- Opening titles
- Directed by: Sinclair Hill
- Written by: D. B. Wyndham-Lewis
- Based on: The Cardinal by Louis N. Parker
- Starring: Matheson Lang; Eric Portman; June Duprez;
- Cinematography: Cyril Bristow
- Edited by: Max Brenner
- Music by: Leighton Lucas
- Production company: Grosvenor Films
- Distributed by: Pathé Pictures
- Release date: 26 March 1936;
- Running time: 70 minutes
- Country: United Kingdom
- Language: English

= The Cardinal (1936 film) =

1936 British film by Sinclair Hill

The Cardinal is a 1936 British historical drama film directed by Sinclair Hill and starring Matheson Lang, Eric Portman and June Duprez. It was written by D. B. Wyndham-Lewis based on the 1901 play The Cardinal by Louis N. Parker. It was made at Welwyn Studios as an independent production and released by Associated British.

== Synopsis ==
The film depicts a power battle in sixteenth-century Rome between the leading church-statesman Giuliano de' Medici and one of his rivals. Other themes in the film are the Italian Wars against France and the construction of the new St. Peter's Basilica to a design by Michelangelo.

==Cast==
- Matheson Lang as Cardinal de' Medici
- Eric Portman as Giuliano de' Medici
- Robert Atkins as General Belmont
- O. B. Clarence as Monterosa
- Douglas Jefferies as Baglioni
- F. B. J. Sharp as Pope Julius II
- Wilfred Fletcher as Michelangelo
- A. Bromley Davenport as Bramante
- Rayner Barton as Cardinal Orelli
- Edgar K. Bruce as Spini
- David Horne as English Abbot
- June Duprez as Francesca Monterosa
- Henrietta Watson as Donna Claricia
- Dora Barton as Duenna

== Historical accuracy ==
Questions have been raised about the historical accuracy of the film, which appears to borrow people and events from different time periods.

== Reception ==
The Monthly Film Bulletin wrote: "The historical background has been used with the main purpose of giving an air of novelty to a story in other respects quite straightforward, and the historical element as such is not large. ... The sets are simple and limited, but achieve their effect fairly well. The background of incidental detail could have been stronger and ought to have been more abundant. The dialogue ... sensibly makes no attempt at archaism, at the same time employing no discordant modern colloquialisms: in general, it is very soundly put together."

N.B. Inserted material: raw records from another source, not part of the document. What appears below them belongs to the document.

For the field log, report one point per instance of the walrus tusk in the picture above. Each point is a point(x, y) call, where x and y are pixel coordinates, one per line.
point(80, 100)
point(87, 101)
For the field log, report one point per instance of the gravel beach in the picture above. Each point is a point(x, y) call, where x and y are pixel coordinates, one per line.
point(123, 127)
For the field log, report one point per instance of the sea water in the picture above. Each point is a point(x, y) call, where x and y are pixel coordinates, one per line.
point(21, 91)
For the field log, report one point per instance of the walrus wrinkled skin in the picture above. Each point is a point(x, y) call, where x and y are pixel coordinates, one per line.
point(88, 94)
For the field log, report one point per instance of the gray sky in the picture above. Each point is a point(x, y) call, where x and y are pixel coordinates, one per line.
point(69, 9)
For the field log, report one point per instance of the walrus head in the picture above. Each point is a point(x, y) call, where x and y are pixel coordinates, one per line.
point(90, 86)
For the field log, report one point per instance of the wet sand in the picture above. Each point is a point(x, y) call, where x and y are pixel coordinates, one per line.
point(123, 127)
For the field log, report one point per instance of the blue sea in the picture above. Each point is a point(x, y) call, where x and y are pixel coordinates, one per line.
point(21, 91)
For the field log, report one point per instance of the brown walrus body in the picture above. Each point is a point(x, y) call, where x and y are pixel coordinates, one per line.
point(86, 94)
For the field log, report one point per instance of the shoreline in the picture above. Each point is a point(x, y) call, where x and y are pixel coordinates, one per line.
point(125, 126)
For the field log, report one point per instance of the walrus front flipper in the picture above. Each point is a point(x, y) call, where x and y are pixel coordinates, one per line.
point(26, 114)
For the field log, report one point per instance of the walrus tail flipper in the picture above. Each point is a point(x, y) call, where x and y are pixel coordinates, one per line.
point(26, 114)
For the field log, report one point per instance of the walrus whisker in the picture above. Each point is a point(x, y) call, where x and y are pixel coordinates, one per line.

Kine Weekly wrote: "Towering above the complacency of the artificial story and its treatment is the majestic figure of Matheson Lang. He, with his fine screen presence and voice, holds the fort as only the real actor can, and it is in his magnificently dramatic performance and the colourful staging that the pisture is able to take shelter from its tiresome theatricalities."

Variety wrote: "Most noticeable defect of this filmization of an old costume drama is the lack of atmosphere of the bulk of the players and the dialog. Voices, expressions and actions hint too much of modernity ever to transport the audience to the lazy glamor of Rome in the 15th century. Matheson Lang ... gives a fine performance of simulated insanity, and is one of the few characters who seem to belong to the period."